Abstract

Maize is important for the biofuel and bio-based products. Building a clean maize production system could minimize the environment pollution from the N loss from the sloping land and achieve the industrial sustainable development. As a nitrogen-rich source, melamine could be used as a slow-release nitrogen (N) fertilizer, which provides a route for the recycling of melamine waste and the combatting of N loss from fertilizers. Model N release of melamine was compared with urea, sulfur(S)-coated urea via N loss in leaching column under intermittent leaching and under the ploughing fertilizer in the farmland soil.
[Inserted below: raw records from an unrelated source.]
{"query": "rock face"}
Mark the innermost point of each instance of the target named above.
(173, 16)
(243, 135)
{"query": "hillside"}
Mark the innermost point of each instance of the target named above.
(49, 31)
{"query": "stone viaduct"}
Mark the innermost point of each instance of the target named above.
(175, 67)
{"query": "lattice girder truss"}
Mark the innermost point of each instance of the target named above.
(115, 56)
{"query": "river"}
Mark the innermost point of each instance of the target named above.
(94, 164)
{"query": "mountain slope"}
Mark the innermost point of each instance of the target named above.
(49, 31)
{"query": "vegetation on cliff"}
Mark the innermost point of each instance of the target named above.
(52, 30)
Only 7.12 % of the total nitrogen (TN) was lost from the 21 irrigation events, while the loss of TN from urea reached 77.28 %. TN from urea would be release totally in soil within 14 days in the ploughing fertilizer experiment, but 62 % of melamine was remained after 144 days. In order to evaluate the efficacy of melamine as an N fertilizer, plot experiments with an N rate of 180 kg ha-1 were carried out using pure melamine, urea and S-coated urea as well as mixed melamine/urea at 2:8, 1:1 and 7:3 by the N ratio. Melamine fertilization alone was unable to satisfy the N demand of maize, but the melamine/urea mixture (1:1) was comparable to the commercial S-coated urea in both years in terms of the grain yield (2217 kg ha-1 in 2019, 2368 kg ha-1 in 2020), total aboveground dry matter (5076 kg ha-1 in 2019, 4815 kg ha-1 in 2020), aboveground N uptake (36 kg ha-1 in 2019, 48 kg ha-1 in 2020), partial factor productivity of nitrogen (12.32 kg kg-1 in 2019 and 13.16 kg kg-1 in 2020) and net return (1474 USD in 2019, 1606 USD in 2020). Melamine accumulation in the maize grain measured from ELISA (enzyme-linked immunosorbent assay) ranged from 0.24 to 1.8 mg kg-1. The valorization of the melamine waste into N fertilizer by blending with urea was a possible way of reducing melamine pollution, alleviating N loss in hilly area and building a recyclable agriculture system.